Du hast deine Diplomarbeit erwähnt, in der du dich mit dem Thema Hip Hop beschäftigt hast. Worum ging es darin?

Jonas: Der Titel meiner Arbeit lautete ‚Der Rhythmus der Zeit’. Ich habe mich mit der Frage beschäftigt, wie die Jugendkultur Hip Hop als Medium in der offenen Jugendarbeit eingesetzt werden kann. Mittlerweile arbeite ich als Diplom-Pädagoge in Bamberg und Umgebung in der Jugendarbeit. Die Diplomarbeit war die theoretische Seite, nachdem ich bereits früher praktische Erfahrungen bei Hip Hop-Workshops mit Jugendlichen in Schulen sammeln konnte.

Ihr seid im Mai 2012 vom Goethe-Institut zu einer Russland-Tournee eingeladen worden. Was für eine Erfahrung war das für euch?

Jonas: Das waren noch mal ganz neue Einflüsse. Die Leute dort sind ganz anders auf uns zugegangen. Sie haben gedacht, dass wir in Deutschland die Mega-Nummer im Hip Hop sind. Dass uns hier außerhalb von Strullendorf schon keiner mehr kennt, haben wir natürlich niemandem erzählt. (lacht) Die Russland-Tournee war eine super Erfahrung. Wir waren zwei Wochen lang mit der Band unterwegs, danach haben wir noch sechs Wochen lang Workshops gegeben.
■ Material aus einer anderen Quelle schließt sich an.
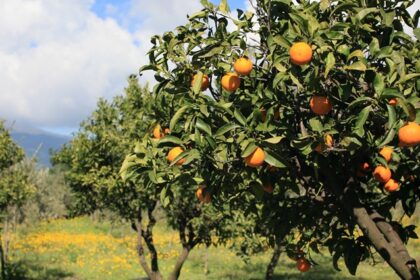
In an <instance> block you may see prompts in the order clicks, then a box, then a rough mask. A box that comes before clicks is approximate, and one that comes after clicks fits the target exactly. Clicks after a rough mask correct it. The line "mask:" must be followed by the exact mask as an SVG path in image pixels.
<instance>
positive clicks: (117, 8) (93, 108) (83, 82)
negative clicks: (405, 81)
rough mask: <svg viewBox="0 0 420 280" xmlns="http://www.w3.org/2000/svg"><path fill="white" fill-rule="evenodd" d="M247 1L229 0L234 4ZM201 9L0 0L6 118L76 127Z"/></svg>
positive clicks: (1, 48)
mask: <svg viewBox="0 0 420 280" xmlns="http://www.w3.org/2000/svg"><path fill="white" fill-rule="evenodd" d="M212 1H213V2H215V3H218V2H219V0H212ZM247 2H248V0H228V3H229V5H230V7H231V8H232V9H235V8H244V7H245V6H246V3H247ZM419 4H420V1H416V6H417V7H415V8H413V9H412V10H413V11H414V10H417V9H418V8H419ZM200 8H201V4H200V3H199V0H0V69H1V71H0V85H1V86H0V87H1V91H0V119H6V120H8V121H9V122H10V121H13V122H15V125H14V126H15V127H25V128H31V127H32V128H41V129H44V130H48V131H51V132H56V133H61V134H70V133H71V132H74V131H76V130H77V127H78V125H79V123H80V122H81V121H82V120H83V119H85V118H86V117H87V116H88V115H89V113H90V112H92V111H93V110H94V108H95V105H96V102H97V100H98V98H99V97H105V98H111V97H112V96H115V95H117V94H121V93H122V92H123V88H124V87H125V85H126V80H127V77H128V75H130V74H132V73H137V72H138V68H139V67H140V66H141V65H143V64H145V63H147V58H146V56H145V53H146V51H147V50H148V48H149V38H150V36H152V35H154V34H160V33H162V32H164V31H167V30H172V29H173V28H174V27H176V26H177V25H180V24H183V23H185V22H186V15H187V14H191V13H193V12H195V11H198V10H200Z"/></svg>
Die Leute haben uns angepriesen, als wären wir mordsmäßig mit Echos prämiert. Das war sehr lustig, weil wir für die Autogramm-Stunden Bodyguards gebraucht haben. Das war eine neue Erfahrung für uns. Hier in Bamberg wollten bislang nur mal ein paar Kumpels aus Spaß ein Autogramm, ansonsten gab es nie ernsthafte Anfragen. In Russland hat es einen richtigen Hype gegeben. Wir sind Scharen von 14- und 15-Jährigen begegnet, die sich mit uns fotografieren lassen wollten. Es war sehr schön, dass wir so etwas erleben durften. Die ersten drei, vier Tage fanden wir es auch richtig cool, ab dem siebten Tag hat es dann allerdings schon ziemlich genervt. Es war quasi eine Art Rolling Stones-Gefühl im Schnelldurchlauf. Es war eine tolle Erfahrung, die uns auch gezeigt hat, welche Vorzüge es hat, dass wir unserem bisherigen Weg treu bleiben dürfen und sagen können, so wie wir es machen, passt es für uns am besten.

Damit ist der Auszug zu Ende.